Germany's "Cancer Village"

Germany's "Cancer Village"

Residents of this small town are demanding answers
The otherwise peaceful German village of Wewelsfleth, with a population of 1,500, has recorded a whopping 142 cases of cancer in a ten year span - a rate that is twice as high as that of the general population. Worse yet, the cancers are seemingly unrelated, even though it certainly qualifies as an epidemic.
 
Onlookers note that Wewelsfleth is only a few miles from three nuclear power stations, that it is situated near an industrial shipyard "where vessels were once sprayed with highly toxic paint," and that many residents' garages are roofed with asbestos. And in the words of The Sun, England's finest tabloid news source, the town also suffers from "electro-smog from power lines."

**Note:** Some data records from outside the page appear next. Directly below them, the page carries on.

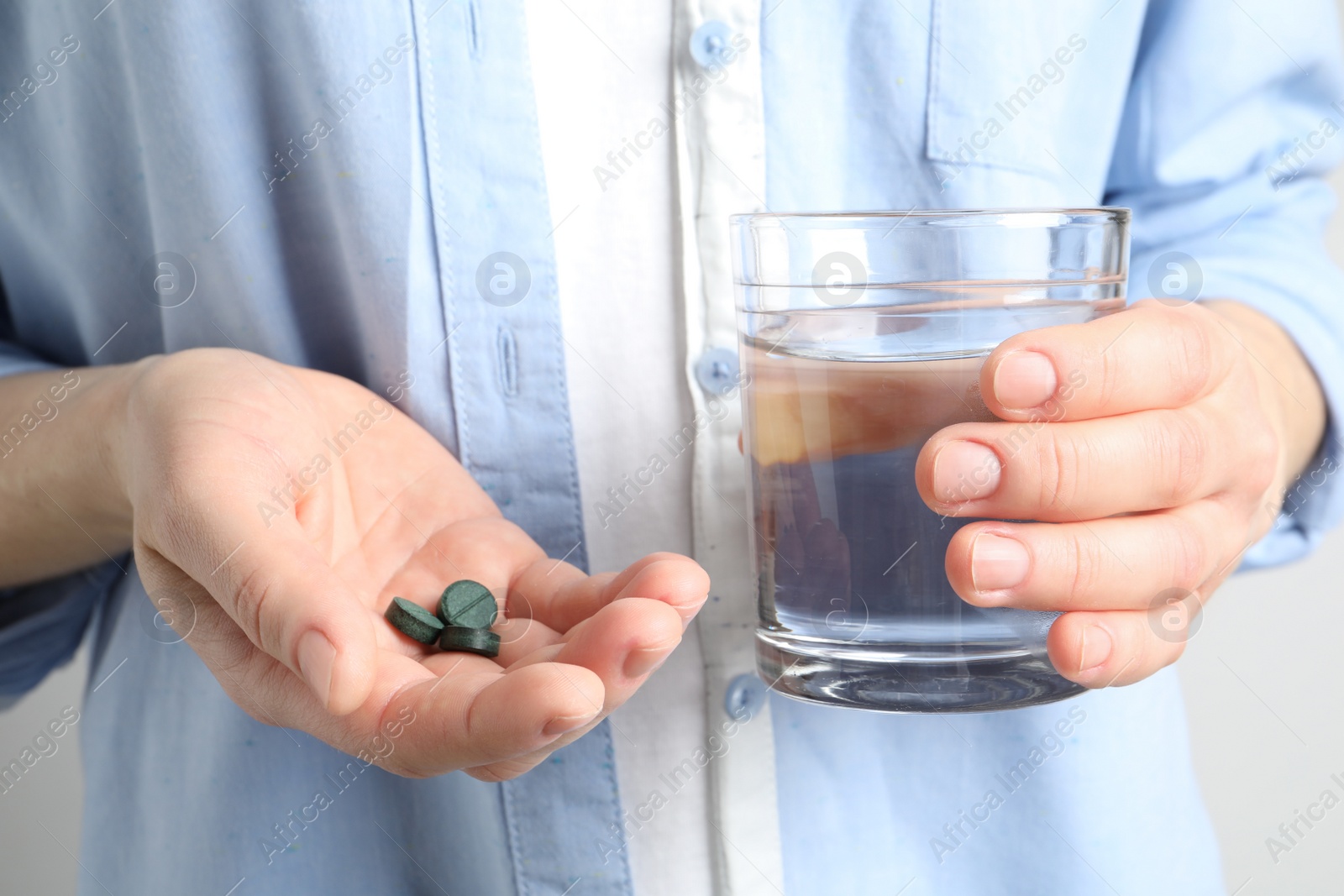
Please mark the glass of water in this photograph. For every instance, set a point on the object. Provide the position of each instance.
(862, 335)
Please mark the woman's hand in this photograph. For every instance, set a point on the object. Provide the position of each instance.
(1151, 446)
(288, 506)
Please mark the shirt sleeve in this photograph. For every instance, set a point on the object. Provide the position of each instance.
(1233, 121)
(40, 625)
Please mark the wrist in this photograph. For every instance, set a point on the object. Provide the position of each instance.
(111, 410)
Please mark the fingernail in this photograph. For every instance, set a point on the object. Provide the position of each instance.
(642, 663)
(316, 660)
(564, 725)
(1093, 647)
(1025, 380)
(964, 470)
(998, 563)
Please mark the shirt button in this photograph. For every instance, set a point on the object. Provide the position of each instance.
(709, 43)
(745, 698)
(717, 371)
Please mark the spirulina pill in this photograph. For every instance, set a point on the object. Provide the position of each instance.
(480, 641)
(413, 621)
(468, 605)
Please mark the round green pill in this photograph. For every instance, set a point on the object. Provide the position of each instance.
(468, 605)
(480, 641)
(413, 621)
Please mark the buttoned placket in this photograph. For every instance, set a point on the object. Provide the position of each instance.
(721, 170)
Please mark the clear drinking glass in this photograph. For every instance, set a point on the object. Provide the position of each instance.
(862, 335)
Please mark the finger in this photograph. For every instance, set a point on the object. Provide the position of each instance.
(1148, 356)
(273, 584)
(1119, 563)
(1088, 469)
(1110, 649)
(562, 597)
(624, 644)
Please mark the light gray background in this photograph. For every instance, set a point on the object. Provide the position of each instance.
(1258, 674)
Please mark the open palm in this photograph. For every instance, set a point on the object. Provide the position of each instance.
(289, 506)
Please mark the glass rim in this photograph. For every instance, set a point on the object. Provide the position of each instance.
(1105, 212)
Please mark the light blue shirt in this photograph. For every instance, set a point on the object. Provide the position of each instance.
(326, 181)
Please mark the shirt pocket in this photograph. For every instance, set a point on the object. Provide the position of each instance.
(1034, 87)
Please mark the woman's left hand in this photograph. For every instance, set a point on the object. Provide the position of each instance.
(1151, 448)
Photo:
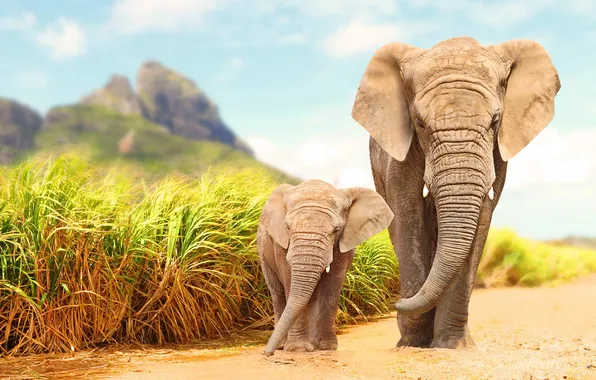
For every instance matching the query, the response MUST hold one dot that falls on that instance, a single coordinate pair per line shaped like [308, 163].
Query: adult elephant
[443, 123]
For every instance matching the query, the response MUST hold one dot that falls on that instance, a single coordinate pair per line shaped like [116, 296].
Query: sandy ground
[520, 333]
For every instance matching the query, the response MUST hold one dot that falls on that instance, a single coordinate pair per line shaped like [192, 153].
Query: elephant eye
[494, 123]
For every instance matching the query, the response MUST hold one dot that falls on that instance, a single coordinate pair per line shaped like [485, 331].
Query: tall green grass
[89, 257]
[509, 260]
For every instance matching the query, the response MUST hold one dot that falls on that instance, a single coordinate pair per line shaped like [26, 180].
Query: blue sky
[284, 74]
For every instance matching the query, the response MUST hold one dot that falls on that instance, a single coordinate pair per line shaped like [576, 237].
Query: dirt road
[541, 333]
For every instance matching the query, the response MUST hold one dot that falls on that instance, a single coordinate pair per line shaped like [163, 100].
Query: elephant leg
[298, 338]
[400, 184]
[278, 297]
[326, 302]
[451, 318]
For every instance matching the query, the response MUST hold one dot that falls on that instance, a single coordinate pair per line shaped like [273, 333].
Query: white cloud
[33, 79]
[136, 16]
[24, 22]
[324, 8]
[340, 160]
[554, 158]
[291, 39]
[65, 39]
[507, 14]
[231, 68]
[358, 37]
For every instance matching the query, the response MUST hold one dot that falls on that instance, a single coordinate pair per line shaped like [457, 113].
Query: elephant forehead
[473, 61]
[309, 198]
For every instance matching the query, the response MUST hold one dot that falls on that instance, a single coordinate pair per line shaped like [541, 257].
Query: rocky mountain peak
[175, 101]
[18, 125]
[117, 95]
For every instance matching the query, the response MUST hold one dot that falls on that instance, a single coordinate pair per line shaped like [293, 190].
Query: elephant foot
[299, 346]
[327, 344]
[420, 340]
[453, 342]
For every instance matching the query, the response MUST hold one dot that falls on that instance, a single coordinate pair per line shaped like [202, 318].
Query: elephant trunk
[458, 204]
[304, 278]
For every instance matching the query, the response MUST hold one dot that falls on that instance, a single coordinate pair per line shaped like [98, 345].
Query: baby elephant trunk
[305, 277]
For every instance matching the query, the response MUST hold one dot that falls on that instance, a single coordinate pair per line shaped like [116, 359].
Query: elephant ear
[381, 106]
[529, 104]
[273, 216]
[368, 215]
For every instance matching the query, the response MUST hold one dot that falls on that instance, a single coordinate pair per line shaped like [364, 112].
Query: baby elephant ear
[368, 215]
[273, 216]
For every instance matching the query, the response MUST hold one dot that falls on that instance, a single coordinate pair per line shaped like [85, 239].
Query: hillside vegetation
[108, 137]
[89, 257]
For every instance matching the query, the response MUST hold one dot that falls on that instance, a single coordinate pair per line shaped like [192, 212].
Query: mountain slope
[106, 136]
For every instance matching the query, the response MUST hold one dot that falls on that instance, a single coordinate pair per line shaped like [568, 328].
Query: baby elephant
[306, 240]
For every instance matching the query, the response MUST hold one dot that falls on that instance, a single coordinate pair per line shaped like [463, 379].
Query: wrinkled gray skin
[448, 117]
[302, 230]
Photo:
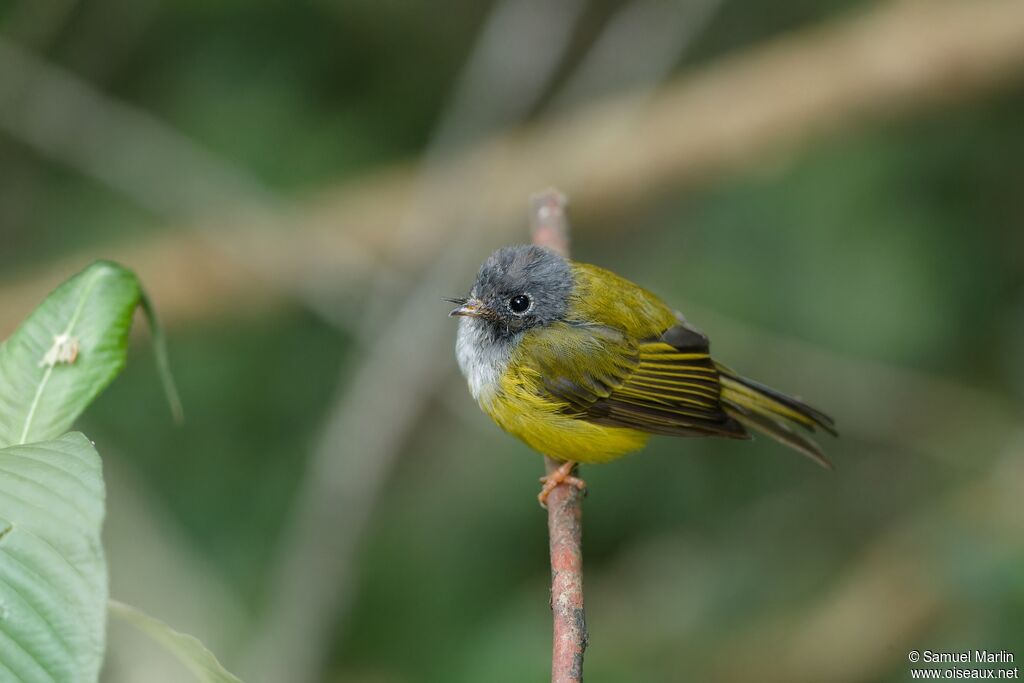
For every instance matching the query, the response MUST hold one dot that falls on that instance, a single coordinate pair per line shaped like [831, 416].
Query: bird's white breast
[481, 357]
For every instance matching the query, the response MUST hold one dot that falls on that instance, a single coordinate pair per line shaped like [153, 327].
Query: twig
[895, 58]
[550, 228]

None of these single factors, taken on its own, would be enough to account for such a shockingly high cancer rate. Could all of them together do the trick? Or is there something the German government isn't telling this sleepy country village?
 
In reading this article, I found myself wondering questions which the article doesn't ask. The most obvious question is, what about Wewelsfleth's neighbors? This charming little town is only a few miles from several neighboring villages, including Beldenfleth, Borsfleth, and Blomesche Wildness. Is Wewelsfleth's cancer rate 50% higher than that of those villages, too? Or is this cancer cluster spread across the area as a whole?
 
The answer to this question - basically drawing the boundary map on this cancer cluster - is the real curiosity. Even though many authorities have dismissed the idea of "cancer clusters" as being statistical anomalies or works of the human mind's need to establish patterns, there are a number of perfectly scientific reasons why a cancer cluster could occur. 
 
I am put in mind of the fellow who was recently detained by the police in Sweden because he had obtained his own uranium, and had made his own countertop nuclear reactor. I imagine in time, a cancer cluster could show up among his immediate neighbors. How many goofballs are out there right now, handling nuclear materials sloppily, who aren't being caught by the police?
 
Not too sure about that claim of "electro-smog," though. Wewelsfleth looks like a charmingly pastoral sort of town. If "electro-smog" is going to cause cancer, you would think it would be a problem in big cities like Berlin, where electrical lines are everywhere. Wewelsfleth looks more like the sort of town where you're likely to encounter a really good ham dinner or slice of torte than a slow death by cancer. I hope they find the cause soon.